DVCon Europe 2016 Report: A Rich, Two-Day Technical Program

Source: EDACafé

The 2016 DVCon Europe was held in Munich, Germany, at the Holiday Inns City Center Hotel on October 19-20. This was the third year of the conference and it has a decidedly local focus. In its short life, DVCon Europe has become the leading European event for electronic industry participants, mainly chip and system design verification engineers and managers, to gather and share information on innovative design and verification techniques.\

In his opening remarks, Matthias Bauer from Infineon Technologies and Program Chair of the Event, expressed his satisfaction for the record attendance, said to be 20% higher than the previous year.

The two-day program included two keynotes, 16 tutorials, 43 technical papers in 13 sessions, two panels and a presentation at the gala dinner. For this year’s event, the decision was made to eliminate the technical posters. As is its custom, an exhibition hall was setup to give 24 exhibitors the opportunity to display and demo their wares.

UVM, a design verification methodology known as the Universal Verification Methodology, and automotive, as the new frontier for EDA, were the main topics of the conference reflected in the number of tutorials, papers, panels, and one keynote. The breakdown of tutorials and papers are listed hereafter:

  • UVM: Five Tutorials and four Papers
  • Automotive (Safety, ISO 26262): Three Tutorials and four Papers
  • Design Verification and Flows: Three Tutorials and four Papers
  • Formal: Two Tutorials and one Paper
  • Modeling/Languages: One Tutorial and five Papers
  • Low Power Design: One Tutorial and one Paper
  • Portable Stimulus: One Tutorial
  • Mixed-Signal Verification: Three Papers

I attended a few sessions. In particular, I found the “How Portable Stimulus Addresses Key Verification, Test Reuse, and Portability Challenges” rather informative and well delivered by Larry Melling from Cadence; Staffan Berg of Mentor; Breker’s David Johnson; Adiel Khan at Synopsys; and Karthick Gururaj of Vaynavya Labs.

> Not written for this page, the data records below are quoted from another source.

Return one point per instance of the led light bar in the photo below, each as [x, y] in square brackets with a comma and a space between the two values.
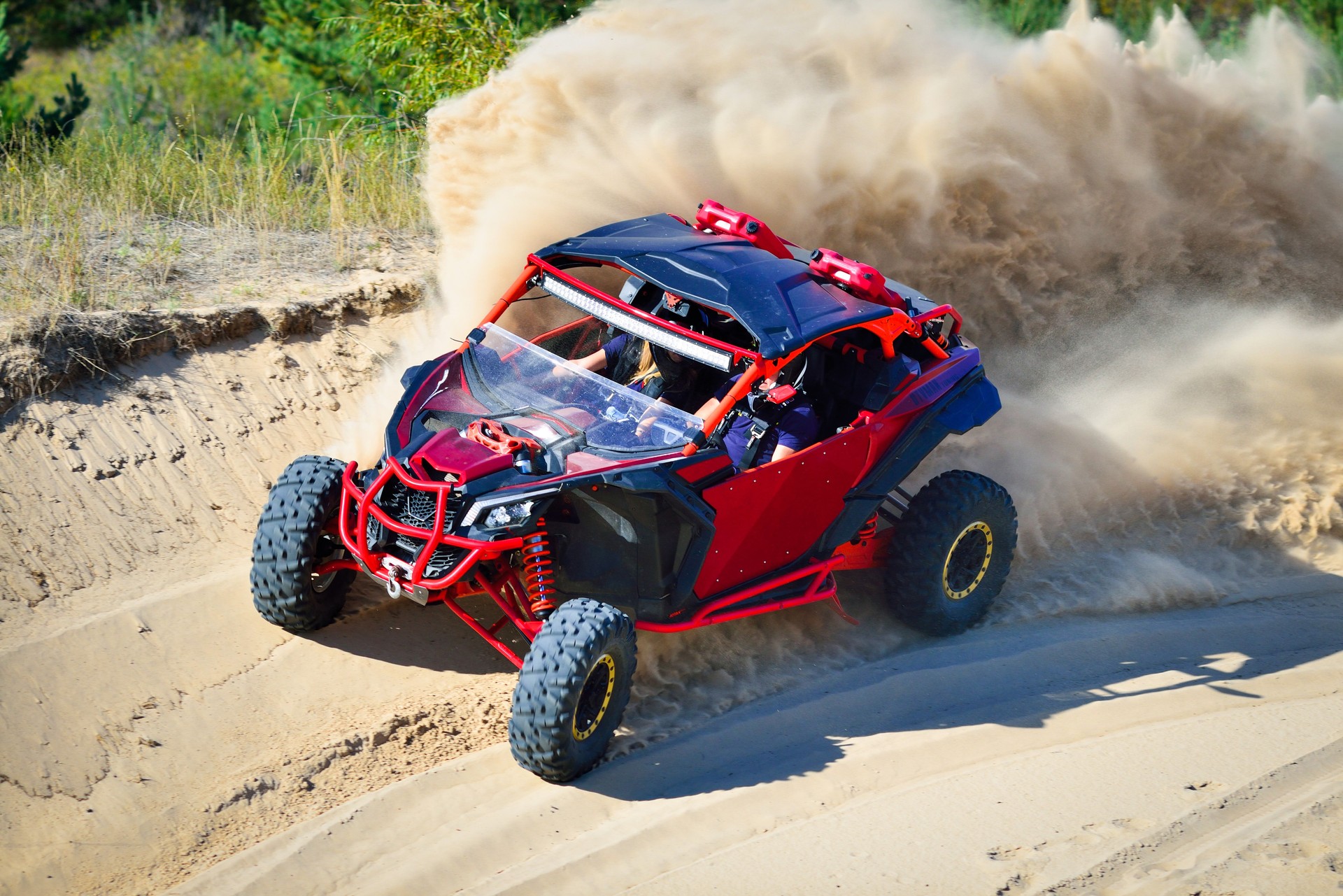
[503, 500]
[636, 325]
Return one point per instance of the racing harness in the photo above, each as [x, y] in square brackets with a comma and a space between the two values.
[765, 411]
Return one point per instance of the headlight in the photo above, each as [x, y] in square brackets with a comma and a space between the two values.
[504, 511]
[508, 515]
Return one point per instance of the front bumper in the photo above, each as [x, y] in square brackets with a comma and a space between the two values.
[401, 575]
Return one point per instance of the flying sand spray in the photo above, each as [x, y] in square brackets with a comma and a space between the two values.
[1146, 242]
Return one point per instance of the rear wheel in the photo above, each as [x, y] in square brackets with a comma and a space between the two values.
[292, 541]
[950, 553]
[572, 690]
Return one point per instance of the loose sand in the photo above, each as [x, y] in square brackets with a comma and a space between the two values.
[156, 726]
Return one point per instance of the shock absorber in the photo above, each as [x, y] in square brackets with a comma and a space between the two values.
[537, 570]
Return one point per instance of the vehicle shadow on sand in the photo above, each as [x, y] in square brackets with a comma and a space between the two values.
[1011, 675]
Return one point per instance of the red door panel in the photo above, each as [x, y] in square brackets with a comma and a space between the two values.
[772, 515]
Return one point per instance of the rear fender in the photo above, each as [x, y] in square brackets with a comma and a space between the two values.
[967, 405]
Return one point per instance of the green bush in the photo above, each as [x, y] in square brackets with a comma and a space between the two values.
[19, 128]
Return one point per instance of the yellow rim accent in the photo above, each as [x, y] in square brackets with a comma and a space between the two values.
[606, 700]
[989, 555]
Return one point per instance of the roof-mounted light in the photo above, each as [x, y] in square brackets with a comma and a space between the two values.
[636, 325]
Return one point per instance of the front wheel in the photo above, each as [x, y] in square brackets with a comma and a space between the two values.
[292, 541]
[950, 553]
[572, 690]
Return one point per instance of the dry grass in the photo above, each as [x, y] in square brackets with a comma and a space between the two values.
[127, 218]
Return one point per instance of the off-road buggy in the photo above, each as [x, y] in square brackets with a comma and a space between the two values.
[588, 511]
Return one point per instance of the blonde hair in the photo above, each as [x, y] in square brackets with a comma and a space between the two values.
[648, 367]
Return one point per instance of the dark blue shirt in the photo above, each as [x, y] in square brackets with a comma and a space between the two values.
[797, 429]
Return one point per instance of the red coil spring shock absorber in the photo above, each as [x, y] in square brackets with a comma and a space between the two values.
[537, 571]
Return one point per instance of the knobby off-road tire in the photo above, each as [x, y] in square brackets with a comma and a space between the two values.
[950, 553]
[572, 690]
[290, 543]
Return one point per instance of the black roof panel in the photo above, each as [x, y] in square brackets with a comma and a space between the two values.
[778, 300]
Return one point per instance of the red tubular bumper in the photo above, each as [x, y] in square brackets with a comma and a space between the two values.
[376, 562]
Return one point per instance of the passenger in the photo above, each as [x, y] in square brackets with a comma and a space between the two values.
[760, 432]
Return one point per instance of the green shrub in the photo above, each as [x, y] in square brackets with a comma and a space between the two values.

I also enjoyed the “Designing Safe Cars –– How to Ensure Your Semiconductor Design Meet ISO-26262 Fault-Safety Requirements” by Amir Rahat, VP R&D at Optima Design Automation.

The first keynote was delivered by Hobson Bullman, General Manager of the Technology Services Group at ARM, who is passionate about tools that improve engineering efficiency as an integral part of a solution offering. Hobson described the mission and organization of the newly created Technology Services Group (TSG) to support the computing and tooling requirements to support the billions of new ARM devices built every year. He described trends and practices that maximize development effectiveness across large engineering teams.

The second keynote titled, “The Road Ahead for the Security Connected, Self-Driving Car,” was delivered with brio and interspersed with anecdotes by Juergen Weyer, Vice President of Automotive Sales for EMEA at NXP Semiconductors. He discussed the state of the automotive industry today, the design trends and technologies critical in this market, and highlighted ongoing developments and next-generation solutions to enable securely connected and self-driving cars.

The conference hosted two panels. In one panel, titled “Security in the Automotive Value Chain” and moderated by Joachim Geishauser from NXP, four panelists debated the need for security awareness in the modern design process of automotive components. In particular, the panel discussed security approaches to prevent the breakdown of automotive devices and made an assessment of the status quo. Panelists were Raik Brinkmann from OneSpin, Jurgen Frank of NXP, Mentor’s Joe Hupcey and Frank Vanden Berg from Greenhill.

The second panel was an “Accellera Special Townhall Meeting,” where a few attendees interacted with Accellera board and committee members on current activities and new ideas.

At the gala dinner, Bob Smith, Executive Director of ESD Alliance, previously called EDA Consortium (EDAC), gave a presentation titled “Moore’s Law and the Transition from Chip-Centric Design to System-Level Design.” It focused on the transition from chip-centric design to system-level design. Bob opened the presentation with few critical statistics on the evolution of semiconductor design, and underlined that in 2015 semiconductor IP (SIP) revenues surpassed CAE revenues. He then moved on to explain the multi-die IC technology as the next wave. Described as the transition from integration at the transistor level to integration at the functional or block level, he highlighted the reasons that are driving this move and the benefits that can be achieved.

This year’s DVCon/Europe, hardware emulation, my area of expertise, was virtually absent. It was only mentioned obliquely in few presentations. I urge the steering committee to make it a topic for next year’s discussion because it’s an important piece of the verification puzzle.

In conclusion, 2016 DVCon Europe was a successful event. Are there any other recommendations to improve on it? Few attendees noted that security design in automotive, as critical as it is, did not receive adequate coverage. This was indeed surprising considering that Europe is still leading the automotive industry.